Words we know but we never use.
We hear them in movies or books.
Then one day something happens in our life. A time when we use that word.
Then, in a blink of an eye, the word is familiar, common and all encompassing.
leukemia.
That's my word.My word that I never thought I'd need. And now? Every day.. several times a day.
Being an aunt gives me one of the greatest joys I have ever experienced.
They light up my life every single day. They are funny, innocent, pure.
leukemia is trying to take that away from one of them. all of them in a way.
it is tugging at her innocence and pulling away her smile.
not fair.
that's what I say.
It's not fair.
She is too young, too innocent, too sweet.
But, cancer is not a respector of persons.
It makes me angry. Some handle things like this with poise. With grace. With strengh.
I'm not to that point just yet. I'm still angry.
I'm grateful for those around me that are walking with strength and acting with grace. They are getting me through the days. I'll get there... I'll find it.
I know that God is watching over this family.
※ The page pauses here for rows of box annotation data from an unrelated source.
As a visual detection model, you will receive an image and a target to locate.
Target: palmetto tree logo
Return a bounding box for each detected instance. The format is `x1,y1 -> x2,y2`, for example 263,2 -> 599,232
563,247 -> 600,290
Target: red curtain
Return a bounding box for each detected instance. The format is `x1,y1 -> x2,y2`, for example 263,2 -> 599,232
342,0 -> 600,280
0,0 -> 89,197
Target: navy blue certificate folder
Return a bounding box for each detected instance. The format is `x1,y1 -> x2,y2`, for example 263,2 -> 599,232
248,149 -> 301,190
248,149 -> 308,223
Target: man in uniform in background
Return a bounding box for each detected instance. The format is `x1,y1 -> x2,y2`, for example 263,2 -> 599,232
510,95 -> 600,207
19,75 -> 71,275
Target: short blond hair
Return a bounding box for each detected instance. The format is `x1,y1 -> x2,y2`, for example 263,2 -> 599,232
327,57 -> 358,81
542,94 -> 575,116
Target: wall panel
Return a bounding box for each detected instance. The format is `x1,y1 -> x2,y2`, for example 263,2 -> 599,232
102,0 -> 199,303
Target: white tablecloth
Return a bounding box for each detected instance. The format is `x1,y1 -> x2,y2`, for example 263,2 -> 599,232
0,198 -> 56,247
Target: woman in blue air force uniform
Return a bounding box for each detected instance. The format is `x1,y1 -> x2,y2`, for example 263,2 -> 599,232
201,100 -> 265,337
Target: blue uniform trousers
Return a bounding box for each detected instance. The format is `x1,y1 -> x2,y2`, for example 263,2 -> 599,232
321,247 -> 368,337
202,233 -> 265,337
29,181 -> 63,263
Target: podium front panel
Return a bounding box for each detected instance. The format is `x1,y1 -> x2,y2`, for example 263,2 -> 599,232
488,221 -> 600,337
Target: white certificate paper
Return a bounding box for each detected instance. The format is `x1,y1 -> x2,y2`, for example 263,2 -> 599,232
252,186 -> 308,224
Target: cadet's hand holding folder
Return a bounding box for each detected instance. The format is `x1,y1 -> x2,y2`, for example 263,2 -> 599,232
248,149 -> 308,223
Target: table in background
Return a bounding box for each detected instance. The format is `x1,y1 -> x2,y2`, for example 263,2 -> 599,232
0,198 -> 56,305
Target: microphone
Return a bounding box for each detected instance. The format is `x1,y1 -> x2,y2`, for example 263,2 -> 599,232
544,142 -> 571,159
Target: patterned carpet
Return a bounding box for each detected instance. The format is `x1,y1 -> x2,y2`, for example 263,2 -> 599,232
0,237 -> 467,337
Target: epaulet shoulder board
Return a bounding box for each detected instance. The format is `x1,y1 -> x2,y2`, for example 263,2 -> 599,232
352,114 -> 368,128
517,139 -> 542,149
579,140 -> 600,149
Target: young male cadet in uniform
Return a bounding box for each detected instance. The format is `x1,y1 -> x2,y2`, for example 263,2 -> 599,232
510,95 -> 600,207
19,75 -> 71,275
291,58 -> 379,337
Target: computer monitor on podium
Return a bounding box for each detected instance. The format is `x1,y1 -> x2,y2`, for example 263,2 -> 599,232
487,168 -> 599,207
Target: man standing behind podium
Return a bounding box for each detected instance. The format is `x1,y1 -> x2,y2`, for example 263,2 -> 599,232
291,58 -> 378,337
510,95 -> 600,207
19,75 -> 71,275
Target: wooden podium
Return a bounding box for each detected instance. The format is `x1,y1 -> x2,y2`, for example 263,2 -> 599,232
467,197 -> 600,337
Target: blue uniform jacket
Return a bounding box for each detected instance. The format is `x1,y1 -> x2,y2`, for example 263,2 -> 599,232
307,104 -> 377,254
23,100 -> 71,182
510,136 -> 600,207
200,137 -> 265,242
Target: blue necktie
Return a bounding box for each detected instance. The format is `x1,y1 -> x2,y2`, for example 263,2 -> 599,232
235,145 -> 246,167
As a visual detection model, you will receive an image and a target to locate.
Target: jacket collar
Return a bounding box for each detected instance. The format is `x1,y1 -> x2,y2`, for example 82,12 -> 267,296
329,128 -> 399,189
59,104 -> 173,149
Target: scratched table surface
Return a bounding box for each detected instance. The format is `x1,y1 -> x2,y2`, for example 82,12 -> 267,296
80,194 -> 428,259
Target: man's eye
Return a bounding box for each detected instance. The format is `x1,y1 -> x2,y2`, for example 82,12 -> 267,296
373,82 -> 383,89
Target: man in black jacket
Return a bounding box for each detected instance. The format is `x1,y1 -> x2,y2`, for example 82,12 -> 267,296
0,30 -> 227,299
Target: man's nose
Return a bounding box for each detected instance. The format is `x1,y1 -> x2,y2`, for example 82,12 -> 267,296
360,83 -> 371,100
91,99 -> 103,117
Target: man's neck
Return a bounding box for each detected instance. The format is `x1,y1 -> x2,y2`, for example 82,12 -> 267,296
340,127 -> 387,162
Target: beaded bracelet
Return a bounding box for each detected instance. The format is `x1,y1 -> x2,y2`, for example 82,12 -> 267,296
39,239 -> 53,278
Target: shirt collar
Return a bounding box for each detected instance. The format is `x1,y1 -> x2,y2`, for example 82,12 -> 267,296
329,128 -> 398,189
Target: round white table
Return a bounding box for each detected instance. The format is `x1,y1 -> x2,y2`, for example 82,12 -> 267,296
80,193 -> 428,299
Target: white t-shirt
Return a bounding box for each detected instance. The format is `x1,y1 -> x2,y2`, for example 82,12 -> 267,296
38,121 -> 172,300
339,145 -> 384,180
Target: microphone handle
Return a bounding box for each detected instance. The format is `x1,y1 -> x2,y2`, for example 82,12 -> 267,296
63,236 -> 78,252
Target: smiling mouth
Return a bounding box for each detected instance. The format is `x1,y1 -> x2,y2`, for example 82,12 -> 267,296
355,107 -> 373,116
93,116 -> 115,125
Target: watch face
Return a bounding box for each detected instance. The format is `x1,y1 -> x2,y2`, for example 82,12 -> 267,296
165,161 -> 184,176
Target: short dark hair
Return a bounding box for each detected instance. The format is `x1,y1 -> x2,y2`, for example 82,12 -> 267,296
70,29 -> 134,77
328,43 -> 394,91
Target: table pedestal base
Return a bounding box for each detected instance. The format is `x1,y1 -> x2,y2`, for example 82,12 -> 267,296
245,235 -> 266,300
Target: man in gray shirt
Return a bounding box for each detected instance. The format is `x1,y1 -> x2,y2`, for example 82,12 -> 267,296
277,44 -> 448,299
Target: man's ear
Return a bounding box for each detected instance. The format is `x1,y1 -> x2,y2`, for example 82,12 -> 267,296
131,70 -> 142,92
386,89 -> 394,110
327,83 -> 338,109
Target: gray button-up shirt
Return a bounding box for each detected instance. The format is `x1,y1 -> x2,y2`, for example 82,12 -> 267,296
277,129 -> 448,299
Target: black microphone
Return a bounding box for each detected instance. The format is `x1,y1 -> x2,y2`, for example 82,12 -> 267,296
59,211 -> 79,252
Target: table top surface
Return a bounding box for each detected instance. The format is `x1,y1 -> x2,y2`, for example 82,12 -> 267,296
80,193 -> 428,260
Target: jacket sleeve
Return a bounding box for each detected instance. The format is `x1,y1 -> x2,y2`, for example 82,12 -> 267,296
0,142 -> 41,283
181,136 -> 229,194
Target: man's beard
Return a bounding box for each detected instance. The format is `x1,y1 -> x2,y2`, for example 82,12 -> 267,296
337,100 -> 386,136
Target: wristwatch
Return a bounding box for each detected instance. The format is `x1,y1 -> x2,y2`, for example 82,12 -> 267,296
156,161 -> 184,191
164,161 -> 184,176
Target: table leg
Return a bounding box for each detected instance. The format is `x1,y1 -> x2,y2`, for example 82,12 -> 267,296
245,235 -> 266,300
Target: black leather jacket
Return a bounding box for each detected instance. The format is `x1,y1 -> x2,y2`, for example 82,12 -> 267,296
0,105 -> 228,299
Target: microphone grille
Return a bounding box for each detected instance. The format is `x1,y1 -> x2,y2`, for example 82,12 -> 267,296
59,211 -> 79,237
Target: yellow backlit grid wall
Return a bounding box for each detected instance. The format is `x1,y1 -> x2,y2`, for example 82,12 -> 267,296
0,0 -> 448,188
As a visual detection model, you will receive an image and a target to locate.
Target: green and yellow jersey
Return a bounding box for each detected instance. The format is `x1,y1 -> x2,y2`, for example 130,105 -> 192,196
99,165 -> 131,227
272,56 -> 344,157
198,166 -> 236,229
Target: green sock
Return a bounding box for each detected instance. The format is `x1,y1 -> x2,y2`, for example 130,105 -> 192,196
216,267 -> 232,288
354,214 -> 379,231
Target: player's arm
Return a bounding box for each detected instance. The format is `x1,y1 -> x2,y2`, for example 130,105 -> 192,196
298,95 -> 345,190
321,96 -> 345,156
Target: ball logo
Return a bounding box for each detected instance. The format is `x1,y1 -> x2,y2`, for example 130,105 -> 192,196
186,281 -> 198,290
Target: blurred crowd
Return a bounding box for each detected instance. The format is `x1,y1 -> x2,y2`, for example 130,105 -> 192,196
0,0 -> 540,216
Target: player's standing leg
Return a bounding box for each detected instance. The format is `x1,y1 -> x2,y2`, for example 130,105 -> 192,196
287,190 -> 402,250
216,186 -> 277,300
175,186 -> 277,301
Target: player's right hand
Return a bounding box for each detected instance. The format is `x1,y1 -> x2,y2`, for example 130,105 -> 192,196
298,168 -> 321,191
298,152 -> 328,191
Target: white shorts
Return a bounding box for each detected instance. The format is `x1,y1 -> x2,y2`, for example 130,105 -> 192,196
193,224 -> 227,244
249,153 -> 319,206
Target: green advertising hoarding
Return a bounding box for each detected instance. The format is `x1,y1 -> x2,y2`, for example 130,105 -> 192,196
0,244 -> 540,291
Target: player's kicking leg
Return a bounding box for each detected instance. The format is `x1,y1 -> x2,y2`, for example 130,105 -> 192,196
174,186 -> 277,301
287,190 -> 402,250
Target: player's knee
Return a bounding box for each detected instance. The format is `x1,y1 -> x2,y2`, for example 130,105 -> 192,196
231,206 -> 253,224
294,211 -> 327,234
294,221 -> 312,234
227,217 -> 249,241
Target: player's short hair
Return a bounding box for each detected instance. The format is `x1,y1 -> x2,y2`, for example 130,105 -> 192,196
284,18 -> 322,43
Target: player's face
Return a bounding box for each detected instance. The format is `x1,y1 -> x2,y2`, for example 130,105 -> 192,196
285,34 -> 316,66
I know that he KNOWS how this feels. I know that he KNOWS how I feel. That is my strength. He is my strength. I think he is my whole family's strength.
She is strong. This girl can move mountains. This will be one sucky ride. There will be pain, sickness, trial. She may feel like quitting or giving in. But, we won't let her. She has more strength than she knows.
When she comes out of this... she will know who she is, know what she stands for, know what her calling is. Cancer has picked the wrong girl and the wrong family.
Ashtyn-Remember your capabilities. Remember your strengths. There is an army forming in your behalf. The battle cry has been sung and we are on the front lines. We have come only for victory. We will never give up and neither can you! We love you! Now Fight!